Утомленный дневными переживаниями, Бахчанов разделся и лёг под тонкое холодное одеяло. Закрыл глаза. Сразу почему-то представилась черно-серебристая Нева при вечерних огнях и Таня, идущая с ним под руку через мост.
Едва забылся тревожным сном, как тотчас что-то разбудило его. Догадался: на соборной колокольне играли куранты. Раньше он этого не замечал, а сейчас каждые четверть часа, полчаса и час отчетливо слышал, как в мертвую тишину тюрьмы падали утомительно однообразные звуки…
Следствие "по делу мастерового Бахчанова Алексея Степанова" вел надушенный до тошноты толстый жандармский подполковник.
Медленно переворачивал он листы "дела", пытливо поглядывая на арестанта, как бы изучая его. В глубине кабинета сидел в роли "свидетеля" филер и сосредоточенно рассматривал ногти на своих пальцах.
Алексей решил молчать или, по крайней мере, все отрицать.
— Вы имели связь с политическими?
— Нет.
— Но вас видели выходящим из дома нумер семь дробь четыре по Большому Казачьему. Помните? У кого вы там были?
"Ну как же не помнить? — думал он. — Ведь они имеют в виду мой визит к Владимиру Ильичу…"
И ответил:
— Я там никогда не был…
— И у Василия Шелгунова на Ново-Александровской на сходках не бывали?
"И Василия Андреевича никогда не забуду", — а вслух сказал:
— Я не знаю, о ком и о чем вы говорите.
— Не отпирайтесь. Все равно о вас уже сказано вашими раскаявшимися друзьями…
"Нет, не поймаешь меня и на это", — решил он.
И в одно мгновение в памяти всплыли картины жизни последних двух лет.
Разве сотрет время воспоминание о "Союзе борьбы", который вызывал радость и надежду у миллионов обездоленных людей, страх и ненависть у царской шайки?! О "Союзе" с уважением говорили с высокой трибуны Международного социалистического конгресса в Лондоне. "Союз" немало потрудился над тем, чтобы поднять питерскую когорту российского рабочего класса на первые грозные стачки.

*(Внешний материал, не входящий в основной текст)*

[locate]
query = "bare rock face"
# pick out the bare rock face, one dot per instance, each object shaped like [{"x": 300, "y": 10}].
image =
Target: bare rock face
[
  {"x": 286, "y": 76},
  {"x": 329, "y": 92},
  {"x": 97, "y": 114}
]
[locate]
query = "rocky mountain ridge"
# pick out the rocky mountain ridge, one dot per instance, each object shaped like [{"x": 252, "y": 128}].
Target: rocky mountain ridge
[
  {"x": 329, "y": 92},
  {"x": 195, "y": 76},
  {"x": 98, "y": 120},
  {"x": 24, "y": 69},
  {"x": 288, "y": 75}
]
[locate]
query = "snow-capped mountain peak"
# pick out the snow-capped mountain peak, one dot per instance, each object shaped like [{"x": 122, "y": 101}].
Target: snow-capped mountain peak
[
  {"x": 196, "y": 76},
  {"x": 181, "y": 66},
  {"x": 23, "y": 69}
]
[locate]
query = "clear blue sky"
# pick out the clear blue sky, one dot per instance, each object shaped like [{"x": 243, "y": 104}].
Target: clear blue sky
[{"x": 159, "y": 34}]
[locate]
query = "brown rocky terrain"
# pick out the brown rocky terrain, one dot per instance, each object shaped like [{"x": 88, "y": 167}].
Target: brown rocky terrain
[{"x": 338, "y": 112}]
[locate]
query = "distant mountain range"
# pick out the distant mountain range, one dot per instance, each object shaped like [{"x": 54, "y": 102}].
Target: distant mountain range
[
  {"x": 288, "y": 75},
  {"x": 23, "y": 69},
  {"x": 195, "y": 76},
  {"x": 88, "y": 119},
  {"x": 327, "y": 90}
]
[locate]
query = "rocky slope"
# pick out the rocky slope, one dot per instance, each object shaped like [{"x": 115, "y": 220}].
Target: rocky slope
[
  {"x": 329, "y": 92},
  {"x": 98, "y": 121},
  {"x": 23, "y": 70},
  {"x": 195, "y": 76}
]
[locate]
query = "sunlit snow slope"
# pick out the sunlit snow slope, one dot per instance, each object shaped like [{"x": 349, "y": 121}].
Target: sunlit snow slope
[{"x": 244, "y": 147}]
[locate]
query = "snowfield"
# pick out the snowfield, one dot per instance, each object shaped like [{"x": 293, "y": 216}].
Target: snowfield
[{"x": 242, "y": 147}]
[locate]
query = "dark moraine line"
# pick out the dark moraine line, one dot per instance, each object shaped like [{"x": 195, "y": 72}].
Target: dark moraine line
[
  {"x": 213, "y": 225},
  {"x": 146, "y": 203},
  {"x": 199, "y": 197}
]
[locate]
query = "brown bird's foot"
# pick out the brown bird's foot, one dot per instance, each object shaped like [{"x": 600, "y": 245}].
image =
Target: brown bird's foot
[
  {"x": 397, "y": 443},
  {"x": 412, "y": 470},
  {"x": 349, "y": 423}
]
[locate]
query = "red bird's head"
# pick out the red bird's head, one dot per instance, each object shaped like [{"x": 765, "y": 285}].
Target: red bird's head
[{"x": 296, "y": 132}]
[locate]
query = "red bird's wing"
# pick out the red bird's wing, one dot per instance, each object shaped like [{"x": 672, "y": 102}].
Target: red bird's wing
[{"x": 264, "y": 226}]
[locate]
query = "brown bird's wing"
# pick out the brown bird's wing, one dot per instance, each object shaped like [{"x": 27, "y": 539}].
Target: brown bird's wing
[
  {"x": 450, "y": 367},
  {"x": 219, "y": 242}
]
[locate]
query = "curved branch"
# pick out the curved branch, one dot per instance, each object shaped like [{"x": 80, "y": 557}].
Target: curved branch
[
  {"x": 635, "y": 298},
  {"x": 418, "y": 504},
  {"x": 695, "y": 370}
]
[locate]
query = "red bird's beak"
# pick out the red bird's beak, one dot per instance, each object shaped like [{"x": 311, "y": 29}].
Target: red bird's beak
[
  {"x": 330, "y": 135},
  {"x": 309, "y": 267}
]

Нет, не зря поработали участники "Союза". И не стоит жалеть потраченных сил. Праведно начата юность, праведно и закончена.
— Ваше высокоблагородие, — рванулся, не выдержав, филер. — Пусть арестованный скажет об Иване Бабушкине. Он не посмеет отрицать… Есть фактики…
Жандарм, вздохнув, откинулся на спинку кресла. Усталым кивком выбритой головы он разрешил действовать "свидетелю". Филер впился в засаленную записную книжку и затараторил скороговоркой:
— Семнадцатого ноября в девять с половиной вечера Алексей Бахчанов прошествовал по Троицкому проспекту в дом номер пять на собрание в квартире инженера Ванеева. Было-с?
— Та-а-ак! — одобрительно протянул жандарм, складывая на зыбком животе пухлые руки.
— Двадцать шестого того же месяца оный Алексей Бахчанов провожал вместе с двумя неизвестными помощника присяжного поверенного Ульянова Владимира до Гончарной, двенадцать, или Невский, девяносто семь. Это, ваше высокоблагородие, все равно-с: домик-то проходной.
Подполковник милостиво кивнул головой.
— Осьмнадцатого апреля этот молодой человек стоял на Малой Итальянской, дом… дом номер, одну секунду, стерлось от времени… Ага! Вот, нашел: дом номер двадцать восемь дробь двенадцать, угол Знаменской. Жительство учительницы геометрии Крупской. Сюда-с, до своего ареста, нередко заглядывал и упомянутый Ульянов!
Бахчанов удивленно взглянул на тощего, иссохшего сыщика: "Однако же и поработал филер своими ногами". Но скоро удивление его сменилось досадой и злостью. Филер начал вычитывать из своей засаленной книжонки неожиданные вещи.
— Да-с, чуть было не пропустил. В прошлом году, ваше высокоблагородие, все тот же Бахчанов участвовал на Прогонном, шестнадцать, что за Невской заставой, в районном сборище социал-демократов. Там председательствовал упомянутый Иван Бабушкин. Говорили о характере и содержании предстоящих стачек…
"Что за черт! — хмуро соображал Бахчанов. — Откуда филеру известны такие подробности? Разве он мог там быть?!"
А филер потел и таял от торжества и злорадства, продолжая вычитывать все новые и новые записи.